I looked at row_number() in a previous post. Now I want to build on that and do some counting of rows with COUNT() and the OVER clause. I’ll show how this differs a bit from a normal aggregate.
Another post for me that is simple and hopefully serves as an example for people trying to get blogging as #SQLNewBloggers. This is also part of a series on Window Functions.
The Raw Data
Let’s use AdventureWorks as a sample database. In the Sales.SalesOrderHeader table there are lots of customer orders, each with a Customer ID. I’ll limit my results to these customers, which has a spread of orders:
WHERE soh.CustomerID IN (11011, 11015, 11019, 11012)
We’ll use this WHERE clause to help us decide
Counting Orders
If I wanted to count the number of orders each customer hasplaced, I can use this code:
SELECT
soh.CustomerID
, COUNT (*) AS OrderCount
FROM Sales.SalesOrderHeader AS soh
WHERE
soh.CustomerID IN ( 11011, 11015, 11019, 11012 )
GROUP BY soh.CustomerID;
I see these results:
We can see that each of these customers has different numbers of orders. If I want a simple summary, this is the best code. However, what if I want to add other columns?
Supposed I want to add not only the customer ID, but also the shipdate. I’m wondering when orders were shipped. If I use the code above, I’d need to add this in the column list, and the group by. If I do this, I get this code:
SELECT
soh.CustomerID
, soh.ShipDate
, COUNT (*) AS OrderCount
FROM Sales.SalesOrderHeader AS soh
WHERE
soh.CustomerID IN ( 11011, 11015, 11019, 11012 )
GROUP BY
soh.CustomerID
, soh.ShipDate;
And this result:
The results are cut off, but they repeat with a 1 for each row. The front end can sum these, but it’s easy to make a mistake here. Especially if there are filters.
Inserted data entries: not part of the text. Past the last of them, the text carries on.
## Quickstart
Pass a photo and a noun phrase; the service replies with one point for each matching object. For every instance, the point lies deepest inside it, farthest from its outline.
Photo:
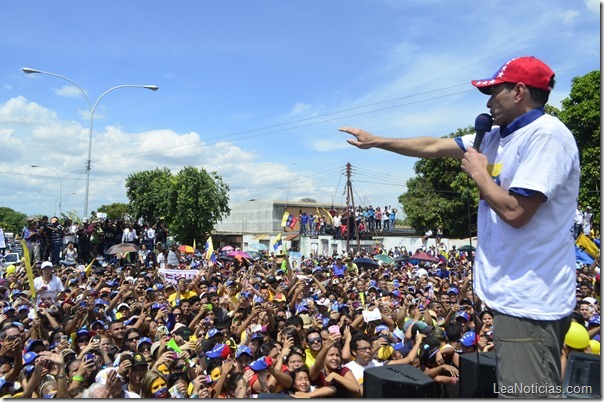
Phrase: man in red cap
(527, 172)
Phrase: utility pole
(351, 211)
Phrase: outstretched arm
(421, 147)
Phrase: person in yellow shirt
(182, 292)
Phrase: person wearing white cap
(525, 266)
(48, 283)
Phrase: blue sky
(255, 90)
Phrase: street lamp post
(27, 70)
(60, 183)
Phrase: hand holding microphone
(482, 125)
(472, 162)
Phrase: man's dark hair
(454, 331)
(112, 323)
(358, 338)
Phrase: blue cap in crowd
(29, 358)
(468, 339)
(243, 349)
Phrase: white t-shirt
(52, 288)
(530, 271)
(358, 370)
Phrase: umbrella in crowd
(365, 262)
(257, 247)
(186, 249)
(386, 259)
(255, 255)
(122, 248)
(423, 257)
(239, 254)
(401, 258)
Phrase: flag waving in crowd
(210, 255)
(278, 242)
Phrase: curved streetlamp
(28, 70)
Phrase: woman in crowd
(154, 385)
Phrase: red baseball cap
(528, 70)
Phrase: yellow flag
(89, 267)
(284, 219)
(210, 250)
(30, 274)
(328, 215)
(586, 244)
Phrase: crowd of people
(238, 328)
(361, 219)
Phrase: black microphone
(482, 124)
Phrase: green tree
(198, 200)
(148, 192)
(115, 211)
(581, 114)
(191, 202)
(441, 194)
(12, 221)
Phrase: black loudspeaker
(470, 365)
(280, 395)
(582, 376)
(397, 381)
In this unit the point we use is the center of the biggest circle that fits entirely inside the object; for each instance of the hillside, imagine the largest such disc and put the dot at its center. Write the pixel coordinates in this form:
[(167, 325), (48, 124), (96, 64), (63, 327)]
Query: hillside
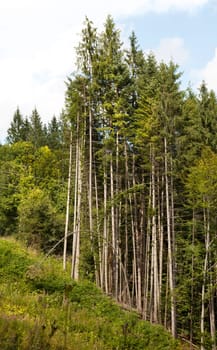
[(42, 308)]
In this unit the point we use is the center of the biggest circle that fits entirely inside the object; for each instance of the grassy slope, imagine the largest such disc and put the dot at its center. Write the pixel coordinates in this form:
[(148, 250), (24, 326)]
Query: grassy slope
[(42, 308)]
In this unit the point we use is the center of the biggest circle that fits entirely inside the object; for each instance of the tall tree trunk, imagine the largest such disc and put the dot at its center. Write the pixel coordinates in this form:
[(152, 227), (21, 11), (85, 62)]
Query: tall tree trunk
[(170, 245), (67, 204)]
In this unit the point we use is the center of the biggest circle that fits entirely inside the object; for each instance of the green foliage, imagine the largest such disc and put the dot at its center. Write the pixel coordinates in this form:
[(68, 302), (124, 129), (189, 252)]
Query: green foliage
[(38, 221), (42, 308)]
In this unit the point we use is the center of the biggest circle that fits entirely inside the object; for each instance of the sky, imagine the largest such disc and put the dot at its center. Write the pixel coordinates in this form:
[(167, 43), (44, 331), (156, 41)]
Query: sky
[(38, 40)]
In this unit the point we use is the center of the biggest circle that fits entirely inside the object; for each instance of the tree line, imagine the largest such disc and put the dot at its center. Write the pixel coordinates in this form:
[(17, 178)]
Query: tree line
[(127, 176)]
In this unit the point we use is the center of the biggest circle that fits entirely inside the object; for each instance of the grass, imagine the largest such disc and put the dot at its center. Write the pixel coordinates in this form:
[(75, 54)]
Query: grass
[(41, 308)]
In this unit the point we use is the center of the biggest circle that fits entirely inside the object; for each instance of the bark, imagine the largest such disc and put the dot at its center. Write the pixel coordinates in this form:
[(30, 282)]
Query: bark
[(67, 204)]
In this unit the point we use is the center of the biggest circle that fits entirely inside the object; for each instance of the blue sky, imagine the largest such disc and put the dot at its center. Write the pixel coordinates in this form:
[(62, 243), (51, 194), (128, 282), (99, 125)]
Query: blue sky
[(37, 41)]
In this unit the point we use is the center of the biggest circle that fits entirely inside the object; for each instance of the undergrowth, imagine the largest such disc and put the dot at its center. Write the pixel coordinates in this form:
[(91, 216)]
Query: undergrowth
[(41, 308)]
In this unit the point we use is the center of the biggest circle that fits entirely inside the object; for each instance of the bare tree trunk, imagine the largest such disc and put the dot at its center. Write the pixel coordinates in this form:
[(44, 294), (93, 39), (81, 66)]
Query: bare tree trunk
[(154, 246), (170, 245), (146, 312), (202, 318), (67, 204)]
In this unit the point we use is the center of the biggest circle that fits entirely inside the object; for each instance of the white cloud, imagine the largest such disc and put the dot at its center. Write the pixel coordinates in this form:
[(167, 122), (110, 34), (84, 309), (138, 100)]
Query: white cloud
[(208, 74), (37, 40), (172, 49)]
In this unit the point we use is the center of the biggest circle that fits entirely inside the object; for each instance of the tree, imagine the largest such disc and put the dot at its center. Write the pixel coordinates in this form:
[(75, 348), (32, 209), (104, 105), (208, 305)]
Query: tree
[(19, 128)]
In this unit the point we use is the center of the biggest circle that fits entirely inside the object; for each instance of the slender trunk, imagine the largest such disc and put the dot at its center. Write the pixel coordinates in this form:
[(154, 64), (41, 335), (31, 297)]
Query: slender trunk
[(105, 233), (154, 247), (205, 266), (170, 245), (147, 263), (67, 204)]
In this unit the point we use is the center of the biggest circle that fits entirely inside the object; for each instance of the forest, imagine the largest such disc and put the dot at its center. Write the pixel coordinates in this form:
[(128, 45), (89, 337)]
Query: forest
[(123, 184)]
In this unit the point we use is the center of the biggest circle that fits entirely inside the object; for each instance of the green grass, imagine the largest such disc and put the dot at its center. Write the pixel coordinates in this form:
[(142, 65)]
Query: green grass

With an OVER() clause, my aggregate changes a bit. I would use this code, where I am paritioning, or essentially grouping, the data by the customer ID. I don’t have a group by, so I don’t need to add other fields in two places. Here is the code:
SELECT
soh.CustomerID
, soh.ShipDate
, COUNT (*) OVER (PARTITION BY soh.CustomerID) AS OrderCount
FROM Sales.SalesOrderHeader AS soh
WHERE
soh.CustomerID IN ( 11011, 11015, 11019, 11012 );
And the results.
I have the count repeated, but if I am showing this in the front end, I can hide that column in a table, but I can also access the total count from any row.
Differences with Group By
Let’s say I decide to add something else, like the account number and the SalesOrderNumber. If I do this in a GROUP BY, I need to add this to the column list and the group by, as shown here:
SELECT
soh.CustomerID
, soh.AccountNumber
, soh.SalesOrderNumber
, soh.ShipDate
, COUNT (*) AS OrderCount
FROM Sales.SalesOrderHeader AS soh
WHERE
soh.CustomerID IN ( 11011, 11015, 11019, 11012 )
GROUP BY
soh.CustomerID
, soh.ShipDate
, soh.AccountNumber
, soh.SalesOrderNumber;
GO
The change the Window function is as shown:
SELECT
soh.CustomerID
, soh.AccountNumber
, soh.SalesOrderNumber
, soh.ShipDate
, COUNT (*) OVER (PARTITION BY soh.CustomerID) AS OrderCount
FROM Sales.SalesOrderHeader AS soh
WHERE
soh.CustomerID IN ( 11011, 11015, 11019, 11012 );
Maintenance is easy, and what’s more, I don’t have to worry about ordering my group by in different ways. If I do care about grouping, then I can alter the partitioning, but often I just want to add other columns without making the code more complex in a second place.
The results for the group by have the fields, but all 1s in the count again.
The window function has the counts for each customer.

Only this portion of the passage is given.